Manchester United were left owing yet another debt of gratitude to their brilliant goalkeeper after squeezing a laboured goalless draw out of the first leg of their Champions League last-16 tie with Sevilla.
With the Ramon Sanchez Pizjuan in fine voice, the match ebbed and flowed without either team really seizing the initiative in what was essentially rather dull fare.
Paul Pogba started on the bench for United after being struck down by illness on Monday, but the groggy French midfielder was introduced much earlier than planned when Ander Herrera limped off with just 16 minutes gone.
Not that Pogba’s premature introduction made much in the way of tangible impact on a night where Jose Mourinho’s side, obviously under instruction to keep things conservative away from home, mustered just one solitary effort on target.
Indeed, it was David De Gea who provided the sole memorable moment of the match, pulling off one of his signature reflex saves to swat away Luis Muriel’s close-range header in first-half stoppage time…
De Gea’s importance to United really cannot be understated.

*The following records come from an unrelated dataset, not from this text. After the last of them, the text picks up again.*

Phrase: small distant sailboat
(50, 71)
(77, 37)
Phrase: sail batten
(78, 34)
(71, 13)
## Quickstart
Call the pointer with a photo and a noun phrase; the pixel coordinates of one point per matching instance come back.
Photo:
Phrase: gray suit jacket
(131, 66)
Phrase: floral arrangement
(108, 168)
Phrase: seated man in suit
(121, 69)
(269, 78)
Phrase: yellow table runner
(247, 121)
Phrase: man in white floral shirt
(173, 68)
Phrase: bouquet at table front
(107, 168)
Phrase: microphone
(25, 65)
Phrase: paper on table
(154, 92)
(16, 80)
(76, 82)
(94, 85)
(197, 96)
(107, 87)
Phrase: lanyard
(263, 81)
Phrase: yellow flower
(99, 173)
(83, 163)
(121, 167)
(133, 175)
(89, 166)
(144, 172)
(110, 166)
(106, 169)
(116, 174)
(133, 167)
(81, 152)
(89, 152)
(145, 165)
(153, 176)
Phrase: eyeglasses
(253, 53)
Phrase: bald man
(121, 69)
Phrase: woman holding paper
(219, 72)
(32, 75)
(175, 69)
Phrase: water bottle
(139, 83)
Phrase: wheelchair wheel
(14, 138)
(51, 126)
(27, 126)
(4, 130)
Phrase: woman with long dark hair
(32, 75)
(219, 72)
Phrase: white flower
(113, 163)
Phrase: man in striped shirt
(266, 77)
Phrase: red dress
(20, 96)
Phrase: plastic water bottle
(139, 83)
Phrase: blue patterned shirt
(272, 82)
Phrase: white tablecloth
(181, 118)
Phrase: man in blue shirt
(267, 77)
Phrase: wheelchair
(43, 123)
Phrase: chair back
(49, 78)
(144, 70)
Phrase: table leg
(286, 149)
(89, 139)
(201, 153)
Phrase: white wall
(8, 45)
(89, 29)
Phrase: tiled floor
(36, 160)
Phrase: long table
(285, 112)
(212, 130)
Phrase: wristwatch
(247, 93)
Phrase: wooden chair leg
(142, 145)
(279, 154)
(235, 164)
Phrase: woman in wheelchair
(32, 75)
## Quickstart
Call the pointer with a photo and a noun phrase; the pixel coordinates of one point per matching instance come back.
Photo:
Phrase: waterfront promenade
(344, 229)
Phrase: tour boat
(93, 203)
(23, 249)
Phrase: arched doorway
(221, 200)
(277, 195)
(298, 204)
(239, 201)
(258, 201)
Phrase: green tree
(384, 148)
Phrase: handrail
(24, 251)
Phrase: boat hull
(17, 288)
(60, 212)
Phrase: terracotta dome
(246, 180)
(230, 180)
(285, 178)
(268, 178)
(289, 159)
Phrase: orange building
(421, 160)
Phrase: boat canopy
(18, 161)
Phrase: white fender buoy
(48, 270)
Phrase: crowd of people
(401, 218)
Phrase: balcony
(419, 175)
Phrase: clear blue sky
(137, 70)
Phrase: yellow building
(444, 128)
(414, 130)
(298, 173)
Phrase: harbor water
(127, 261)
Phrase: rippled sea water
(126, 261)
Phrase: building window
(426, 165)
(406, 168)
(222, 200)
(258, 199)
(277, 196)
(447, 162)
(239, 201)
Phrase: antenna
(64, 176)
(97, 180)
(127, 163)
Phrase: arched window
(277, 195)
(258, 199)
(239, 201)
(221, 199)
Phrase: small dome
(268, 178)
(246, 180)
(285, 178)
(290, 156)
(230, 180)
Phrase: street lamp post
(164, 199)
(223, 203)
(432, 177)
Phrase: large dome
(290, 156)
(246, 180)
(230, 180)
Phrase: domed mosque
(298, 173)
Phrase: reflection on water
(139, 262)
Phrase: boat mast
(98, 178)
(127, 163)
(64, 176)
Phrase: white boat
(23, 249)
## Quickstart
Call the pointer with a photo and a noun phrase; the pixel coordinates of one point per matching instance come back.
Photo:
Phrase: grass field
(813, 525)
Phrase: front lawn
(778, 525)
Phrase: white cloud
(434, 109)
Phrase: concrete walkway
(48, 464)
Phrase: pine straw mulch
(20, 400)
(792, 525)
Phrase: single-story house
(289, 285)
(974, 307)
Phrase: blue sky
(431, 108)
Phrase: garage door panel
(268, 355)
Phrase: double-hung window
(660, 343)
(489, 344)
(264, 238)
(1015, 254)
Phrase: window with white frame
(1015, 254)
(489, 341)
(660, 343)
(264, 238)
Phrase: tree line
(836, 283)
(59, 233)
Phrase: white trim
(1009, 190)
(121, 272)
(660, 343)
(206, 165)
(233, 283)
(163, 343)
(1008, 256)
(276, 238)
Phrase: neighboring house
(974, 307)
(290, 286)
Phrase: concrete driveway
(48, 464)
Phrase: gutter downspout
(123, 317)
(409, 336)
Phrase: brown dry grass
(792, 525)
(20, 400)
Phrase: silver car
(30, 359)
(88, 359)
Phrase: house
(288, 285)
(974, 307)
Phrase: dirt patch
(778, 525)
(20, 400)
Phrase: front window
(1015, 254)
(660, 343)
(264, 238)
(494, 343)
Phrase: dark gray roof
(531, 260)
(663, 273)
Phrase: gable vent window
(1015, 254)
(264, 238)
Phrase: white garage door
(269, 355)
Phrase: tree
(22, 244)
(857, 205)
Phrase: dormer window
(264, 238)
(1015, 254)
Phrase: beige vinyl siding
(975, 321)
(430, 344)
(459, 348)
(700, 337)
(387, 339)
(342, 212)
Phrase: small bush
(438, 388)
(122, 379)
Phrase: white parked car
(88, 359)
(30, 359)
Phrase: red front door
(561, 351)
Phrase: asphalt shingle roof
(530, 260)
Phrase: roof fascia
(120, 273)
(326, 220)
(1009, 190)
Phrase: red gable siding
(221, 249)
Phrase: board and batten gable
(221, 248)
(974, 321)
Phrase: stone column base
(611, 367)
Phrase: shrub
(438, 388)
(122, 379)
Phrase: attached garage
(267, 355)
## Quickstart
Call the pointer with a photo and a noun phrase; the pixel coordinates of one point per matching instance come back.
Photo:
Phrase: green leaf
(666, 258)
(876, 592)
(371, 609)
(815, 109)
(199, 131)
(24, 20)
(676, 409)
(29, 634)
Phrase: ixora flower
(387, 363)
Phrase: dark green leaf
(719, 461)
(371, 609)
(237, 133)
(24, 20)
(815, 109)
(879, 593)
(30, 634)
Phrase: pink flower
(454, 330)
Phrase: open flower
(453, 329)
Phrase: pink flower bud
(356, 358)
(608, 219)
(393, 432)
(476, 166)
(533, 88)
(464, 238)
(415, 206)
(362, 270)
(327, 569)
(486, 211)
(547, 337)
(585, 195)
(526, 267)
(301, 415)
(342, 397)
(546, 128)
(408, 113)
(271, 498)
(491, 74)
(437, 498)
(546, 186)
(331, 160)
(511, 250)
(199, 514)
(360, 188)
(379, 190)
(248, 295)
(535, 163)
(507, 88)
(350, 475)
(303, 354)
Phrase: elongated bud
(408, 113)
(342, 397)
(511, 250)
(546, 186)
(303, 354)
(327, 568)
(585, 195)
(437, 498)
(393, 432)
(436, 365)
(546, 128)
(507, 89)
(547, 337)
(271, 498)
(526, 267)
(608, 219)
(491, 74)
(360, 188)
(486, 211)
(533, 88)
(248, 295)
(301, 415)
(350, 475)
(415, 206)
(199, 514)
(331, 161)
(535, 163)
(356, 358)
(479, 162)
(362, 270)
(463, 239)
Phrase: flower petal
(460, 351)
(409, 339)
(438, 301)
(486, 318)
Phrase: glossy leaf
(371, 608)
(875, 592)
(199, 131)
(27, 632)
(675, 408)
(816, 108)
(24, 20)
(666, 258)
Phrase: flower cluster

The Spaniard has made more saves than any first-choice ‘keeper in the Premier League this season, which is remarkable when you twig that he plays for the team sitting in second place.
Imagine just how dreary United’s season might look without the uber-reliable De Gea and his immense contribution to keeping their results respectable.
Back in Andalusia, Romelu Lukaku did force a shot over the Sevilla line in the 83rd minute, but only after blatantly catching the ball in the build-up.
That was about it from United’s attack, despite Lukaku, Alexis Sanchez, Marcus Rashford, Juan Mata and Anthony Martial all getting a run out.
We suppose the positive to take away is that United successfully kept another clean sheet in Europe – their fourth in seven outings this campaign.
Indeed, only Barcelona have amassed more shut-outs in all competitions across Europe’s ‘Big Five’ leagues so far this season.
And so, both United and Sevilla will now reconvene at Old Trafford for the second leg next month with a clean slate to work from.
Surely – surely – you’d fancy United to get the job done on home soil?